Week 4-5: Project 2 - Flights

JSON files are the format of choice for sharing information and data between apps on the internet. When you hear someone explain that you can use an API to get the data, there is usually a JSON file involved. The history of JSON is worth reading. We will have another project analyzing data from JSON files that are missing values. Are we missing JSON on our flight?

The flights JSON File
and the Data Description

Grand Questions

  1. Which airport has the worst delays? How did you choose to define “worst”? As part of your answer include a table that lists the total number of flights, total number of delayed flights, proportion of delayed flights, and average delay time in hours, for each airport.

  2. What is the worst month to fly if you want to avoid delays? Include one chart to help support your answer, with the x-axis ordered by month. You also need to explain and justify how you chose to handle the missing Month data.

  3. According to the BTS website the Weather category only accounts for severe weather delays.

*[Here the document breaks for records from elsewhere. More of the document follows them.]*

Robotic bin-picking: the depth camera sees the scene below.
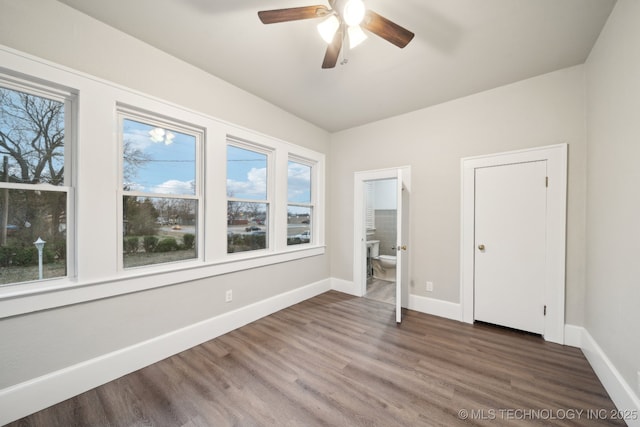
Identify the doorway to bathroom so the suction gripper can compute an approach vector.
[353,167,411,322]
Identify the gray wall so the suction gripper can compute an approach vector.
[0,0,329,389]
[328,66,586,325]
[585,0,640,395]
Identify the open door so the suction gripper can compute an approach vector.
[352,166,411,323]
[396,169,409,323]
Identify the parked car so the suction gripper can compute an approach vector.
[293,230,311,243]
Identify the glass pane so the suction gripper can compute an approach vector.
[122,119,196,195]
[287,205,312,245]
[0,87,65,185]
[288,161,311,203]
[227,202,269,253]
[0,188,67,284]
[123,196,198,268]
[227,145,267,200]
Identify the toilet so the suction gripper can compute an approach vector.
[371,255,396,282]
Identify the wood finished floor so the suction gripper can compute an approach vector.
[11,291,624,427]
[365,277,396,304]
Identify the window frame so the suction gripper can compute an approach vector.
[116,104,205,272]
[285,154,318,248]
[225,135,276,254]
[0,46,326,319]
[0,73,78,288]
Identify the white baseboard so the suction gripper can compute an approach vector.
[564,324,584,348]
[0,279,331,425]
[407,295,462,322]
[329,277,362,297]
[565,325,640,427]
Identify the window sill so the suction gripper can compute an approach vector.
[0,246,325,319]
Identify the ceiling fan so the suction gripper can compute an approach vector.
[258,0,414,68]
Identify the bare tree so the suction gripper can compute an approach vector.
[0,88,65,185]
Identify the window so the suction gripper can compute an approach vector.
[227,144,270,253]
[287,160,313,245]
[0,80,72,285]
[120,111,201,268]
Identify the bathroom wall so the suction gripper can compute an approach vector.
[369,179,397,255]
[372,209,396,255]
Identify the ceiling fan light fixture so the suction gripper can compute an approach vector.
[347,25,367,49]
[318,15,340,44]
[342,0,365,27]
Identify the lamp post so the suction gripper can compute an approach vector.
[33,237,47,280]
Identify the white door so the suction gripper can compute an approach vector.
[396,169,409,323]
[474,161,547,334]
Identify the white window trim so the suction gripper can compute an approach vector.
[0,46,325,318]
[116,105,204,272]
[224,135,277,254]
[0,73,78,286]
[285,154,318,248]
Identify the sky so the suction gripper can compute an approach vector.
[123,119,311,203]
[123,119,196,195]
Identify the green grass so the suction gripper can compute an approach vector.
[0,262,67,285]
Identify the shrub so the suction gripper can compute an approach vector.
[51,239,67,260]
[142,236,158,254]
[13,247,38,266]
[0,246,15,267]
[124,236,140,254]
[182,233,196,249]
[155,237,178,252]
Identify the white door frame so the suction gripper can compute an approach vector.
[460,144,567,344]
[353,166,411,307]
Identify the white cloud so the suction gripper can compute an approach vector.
[149,128,176,145]
[151,179,195,194]
[288,162,311,201]
[227,168,267,198]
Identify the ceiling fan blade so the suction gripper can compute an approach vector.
[362,10,415,48]
[258,5,329,24]
[322,25,343,68]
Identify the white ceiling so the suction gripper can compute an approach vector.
[59,0,615,132]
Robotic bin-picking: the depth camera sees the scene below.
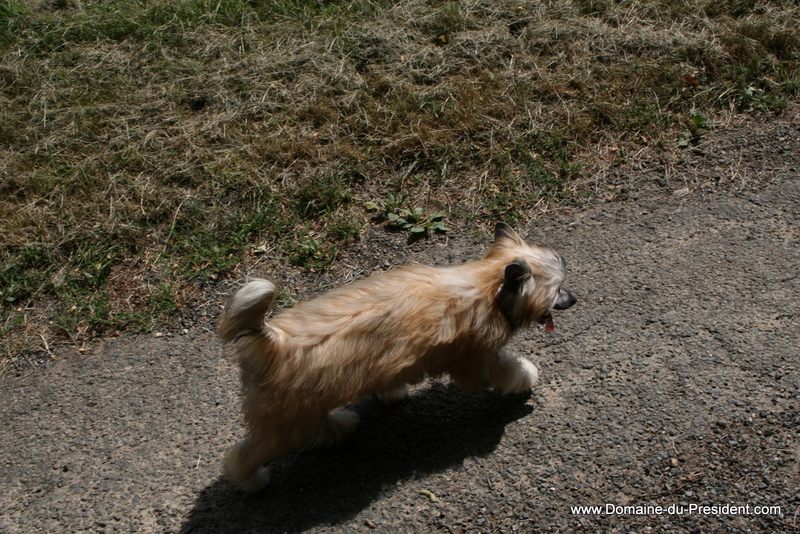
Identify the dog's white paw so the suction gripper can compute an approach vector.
[519,358,539,391]
[319,408,361,445]
[224,440,270,492]
[501,353,539,394]
[377,384,408,404]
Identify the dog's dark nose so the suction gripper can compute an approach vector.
[553,287,578,310]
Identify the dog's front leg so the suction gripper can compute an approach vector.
[489,348,539,394]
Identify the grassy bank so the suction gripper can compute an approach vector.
[0,0,800,364]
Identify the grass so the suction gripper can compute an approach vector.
[0,0,800,366]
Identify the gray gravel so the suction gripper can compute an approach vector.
[0,117,800,534]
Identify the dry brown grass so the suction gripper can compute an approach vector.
[0,0,800,370]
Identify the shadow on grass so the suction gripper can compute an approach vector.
[180,384,533,534]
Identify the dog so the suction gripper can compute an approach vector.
[219,223,577,491]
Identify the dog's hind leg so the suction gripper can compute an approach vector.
[224,439,279,491]
[224,431,302,491]
[311,408,360,446]
[489,349,539,394]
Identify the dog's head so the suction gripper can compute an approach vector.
[486,223,577,332]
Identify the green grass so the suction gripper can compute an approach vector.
[0,0,800,364]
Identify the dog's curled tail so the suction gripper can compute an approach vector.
[219,278,277,343]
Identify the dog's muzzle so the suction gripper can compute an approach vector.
[553,287,578,310]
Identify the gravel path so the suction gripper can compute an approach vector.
[0,121,800,534]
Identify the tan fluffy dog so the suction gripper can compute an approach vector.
[219,223,575,491]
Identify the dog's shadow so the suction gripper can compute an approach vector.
[180,384,532,534]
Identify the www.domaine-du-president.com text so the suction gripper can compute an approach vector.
[570,503,783,516]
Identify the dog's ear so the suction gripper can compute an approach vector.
[497,258,531,329]
[503,259,531,293]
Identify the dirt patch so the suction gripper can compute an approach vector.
[0,118,800,533]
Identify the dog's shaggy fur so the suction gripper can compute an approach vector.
[219,223,575,491]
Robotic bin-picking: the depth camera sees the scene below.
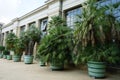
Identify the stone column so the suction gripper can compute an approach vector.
[35,20,40,29]
[3,32,7,46]
[25,24,29,31]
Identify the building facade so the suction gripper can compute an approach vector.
[2,0,120,46]
[2,0,85,46]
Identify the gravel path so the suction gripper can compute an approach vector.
[0,59,120,80]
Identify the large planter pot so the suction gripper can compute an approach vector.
[50,60,64,71]
[0,54,3,58]
[13,55,21,62]
[24,55,33,64]
[39,61,46,66]
[88,61,106,78]
[7,55,12,60]
[3,55,7,59]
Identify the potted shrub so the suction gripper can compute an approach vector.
[38,16,72,70]
[0,46,5,58]
[21,26,41,64]
[74,0,119,78]
[3,49,10,59]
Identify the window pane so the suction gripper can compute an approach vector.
[66,8,82,28]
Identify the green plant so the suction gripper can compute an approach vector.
[37,26,72,63]
[3,49,10,55]
[74,0,119,63]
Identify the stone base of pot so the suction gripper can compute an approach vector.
[3,55,7,59]
[88,61,106,78]
[13,55,21,62]
[24,55,33,64]
[0,54,3,58]
[7,55,12,60]
[39,61,46,66]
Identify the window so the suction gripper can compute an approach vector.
[100,0,120,21]
[29,22,36,28]
[66,8,81,28]
[6,31,9,37]
[20,25,25,35]
[40,19,48,36]
[2,33,4,45]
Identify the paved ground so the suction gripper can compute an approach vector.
[0,59,120,80]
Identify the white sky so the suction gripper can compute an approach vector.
[0,0,46,24]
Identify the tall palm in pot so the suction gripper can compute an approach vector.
[74,0,119,78]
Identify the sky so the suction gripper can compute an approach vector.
[0,0,46,24]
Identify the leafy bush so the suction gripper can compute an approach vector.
[37,26,72,62]
[3,49,10,55]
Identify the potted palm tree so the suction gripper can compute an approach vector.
[38,16,72,70]
[21,26,41,64]
[0,46,5,58]
[74,0,119,78]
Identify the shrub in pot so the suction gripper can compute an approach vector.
[74,0,120,78]
[0,46,5,58]
[21,26,41,64]
[38,26,72,70]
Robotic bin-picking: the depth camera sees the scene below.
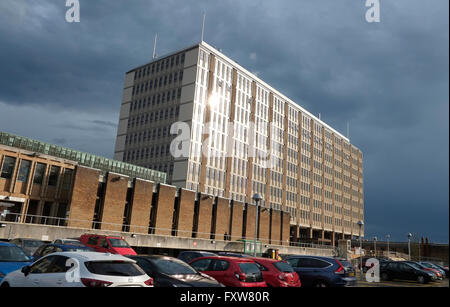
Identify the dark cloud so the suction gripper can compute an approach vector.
[0,0,449,242]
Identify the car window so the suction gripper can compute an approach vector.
[238,262,261,274]
[98,238,109,248]
[286,258,298,268]
[30,256,55,274]
[47,256,70,273]
[41,246,55,256]
[87,237,98,245]
[151,258,197,275]
[108,238,130,248]
[191,259,212,271]
[211,260,230,271]
[0,245,30,262]
[85,261,145,276]
[255,261,268,271]
[273,261,294,273]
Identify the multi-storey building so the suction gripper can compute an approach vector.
[115,42,364,242]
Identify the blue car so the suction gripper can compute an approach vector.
[0,242,31,282]
[33,243,95,261]
[286,256,356,287]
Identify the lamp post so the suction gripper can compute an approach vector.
[373,237,377,258]
[408,233,412,261]
[386,235,391,260]
[358,221,364,280]
[252,193,262,257]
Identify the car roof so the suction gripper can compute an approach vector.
[0,242,17,246]
[47,251,135,262]
[194,256,254,262]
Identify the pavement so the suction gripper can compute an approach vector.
[357,278,449,288]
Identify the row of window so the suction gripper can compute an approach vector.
[0,156,73,189]
[134,53,185,80]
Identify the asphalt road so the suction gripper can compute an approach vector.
[357,279,449,288]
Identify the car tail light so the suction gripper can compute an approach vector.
[144,277,154,286]
[81,278,112,288]
[234,272,245,281]
[334,259,345,274]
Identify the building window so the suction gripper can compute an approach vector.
[33,163,47,184]
[48,165,61,186]
[17,160,31,182]
[0,156,16,179]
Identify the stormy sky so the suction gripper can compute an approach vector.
[0,0,449,242]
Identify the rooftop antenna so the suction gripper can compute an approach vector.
[202,12,206,42]
[153,33,158,59]
[347,121,350,139]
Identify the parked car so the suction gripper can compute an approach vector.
[9,238,46,257]
[33,243,95,261]
[0,252,153,287]
[250,257,302,287]
[0,242,31,282]
[80,234,137,256]
[190,256,267,287]
[178,251,218,263]
[419,261,447,279]
[217,252,251,258]
[128,255,223,287]
[380,261,435,284]
[406,261,443,280]
[433,263,449,278]
[52,239,84,245]
[286,256,356,287]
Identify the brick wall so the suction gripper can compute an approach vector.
[130,179,154,233]
[178,190,195,238]
[68,166,101,228]
[101,173,129,231]
[155,184,176,236]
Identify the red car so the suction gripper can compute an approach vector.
[80,234,136,256]
[250,257,302,287]
[189,256,267,287]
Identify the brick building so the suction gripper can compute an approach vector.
[0,132,290,245]
[114,42,364,243]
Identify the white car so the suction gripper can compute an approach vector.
[0,252,153,287]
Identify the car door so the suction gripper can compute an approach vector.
[40,256,77,287]
[20,256,55,287]
[191,258,216,282]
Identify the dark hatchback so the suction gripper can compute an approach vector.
[380,261,434,284]
[178,251,217,263]
[286,256,356,287]
[127,255,223,287]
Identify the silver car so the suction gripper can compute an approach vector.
[0,252,153,287]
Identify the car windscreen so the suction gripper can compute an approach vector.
[23,240,44,247]
[0,246,30,262]
[273,261,294,273]
[151,258,197,275]
[108,238,130,248]
[85,261,145,276]
[238,262,261,274]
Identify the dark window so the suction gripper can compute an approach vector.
[0,156,16,179]
[191,259,212,271]
[211,260,230,271]
[33,163,47,184]
[30,256,55,274]
[48,165,61,186]
[85,261,145,276]
[17,160,31,182]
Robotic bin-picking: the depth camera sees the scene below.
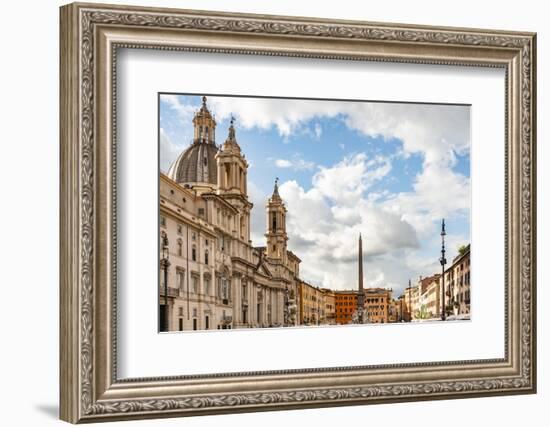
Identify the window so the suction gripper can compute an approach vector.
[271,212,277,231]
[176,270,185,291]
[204,277,210,295]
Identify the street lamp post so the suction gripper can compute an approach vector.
[439,218,447,320]
[409,279,412,322]
[160,231,170,332]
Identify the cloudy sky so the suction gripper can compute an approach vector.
[160,95,470,294]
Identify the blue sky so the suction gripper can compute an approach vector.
[160,95,470,293]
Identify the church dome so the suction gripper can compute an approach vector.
[168,142,218,184]
[168,96,218,185]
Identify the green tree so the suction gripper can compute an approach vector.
[458,245,468,256]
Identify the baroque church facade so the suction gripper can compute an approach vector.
[159,97,300,331]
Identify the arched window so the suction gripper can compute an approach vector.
[203,275,210,295]
[271,212,277,231]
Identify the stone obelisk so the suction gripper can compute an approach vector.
[357,233,365,323]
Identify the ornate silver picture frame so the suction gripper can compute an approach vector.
[60,4,536,423]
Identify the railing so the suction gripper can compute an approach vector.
[160,286,180,297]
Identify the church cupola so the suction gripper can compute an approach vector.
[265,178,288,261]
[193,96,216,144]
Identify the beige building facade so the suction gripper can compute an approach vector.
[445,245,470,315]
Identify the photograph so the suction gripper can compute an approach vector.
[158,93,472,332]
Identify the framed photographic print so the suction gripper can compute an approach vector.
[60,4,536,423]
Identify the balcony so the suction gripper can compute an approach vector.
[160,286,180,298]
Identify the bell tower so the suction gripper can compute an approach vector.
[216,117,248,198]
[216,116,252,243]
[265,178,288,261]
[193,96,216,144]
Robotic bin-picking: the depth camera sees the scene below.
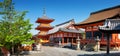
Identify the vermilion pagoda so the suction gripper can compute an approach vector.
[36,10,54,43]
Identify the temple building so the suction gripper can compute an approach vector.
[36,9,54,43]
[48,19,84,46]
[74,5,120,47]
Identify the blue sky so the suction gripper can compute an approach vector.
[2,0,120,35]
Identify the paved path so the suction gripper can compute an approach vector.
[24,46,120,56]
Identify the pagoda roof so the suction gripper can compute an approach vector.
[75,5,120,25]
[59,28,84,33]
[36,16,54,23]
[47,19,74,34]
[35,26,53,31]
[99,18,120,33]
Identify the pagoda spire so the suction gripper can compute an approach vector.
[43,8,46,16]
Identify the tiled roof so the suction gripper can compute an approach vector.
[99,19,120,31]
[59,28,84,33]
[47,20,74,34]
[75,5,120,25]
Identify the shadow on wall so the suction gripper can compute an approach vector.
[77,53,120,56]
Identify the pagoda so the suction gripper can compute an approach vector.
[36,8,54,43]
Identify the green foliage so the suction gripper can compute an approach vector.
[0,0,34,48]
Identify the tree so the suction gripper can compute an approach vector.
[0,0,33,52]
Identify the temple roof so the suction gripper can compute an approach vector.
[75,5,120,25]
[48,19,74,34]
[99,19,120,32]
[59,28,84,33]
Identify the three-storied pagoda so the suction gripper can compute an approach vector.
[36,9,54,43]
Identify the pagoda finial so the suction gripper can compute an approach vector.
[43,8,46,16]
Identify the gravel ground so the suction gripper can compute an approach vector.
[21,46,120,56]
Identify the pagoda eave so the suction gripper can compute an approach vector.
[38,35,48,38]
[99,29,120,33]
[35,27,53,31]
[36,18,54,23]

Other “mild” weather delays are included as part of the NAS category and the Late-Arriving Aircraft category. Calculate the total number of flights delayed by weather (either severe or mild) using these two rules:

    1. 30% of all delayed flights in the Late-Arriving category are due to weather.
    2. From April to August, 40% of delayed flights in the NAS category are due to weather. The rest of the months, the proportion rises to 65%.
  4. Create a barplot showing the proportion of all flights that are delayed by weather at each airport. What do you learn from this graph (Careful to handle the missing Late Aircraft data correctly)?

  5. Fix all of the varied NA types in the data and save the file back out in the same format that was provided. Provide one example from the file with the new NA values shown.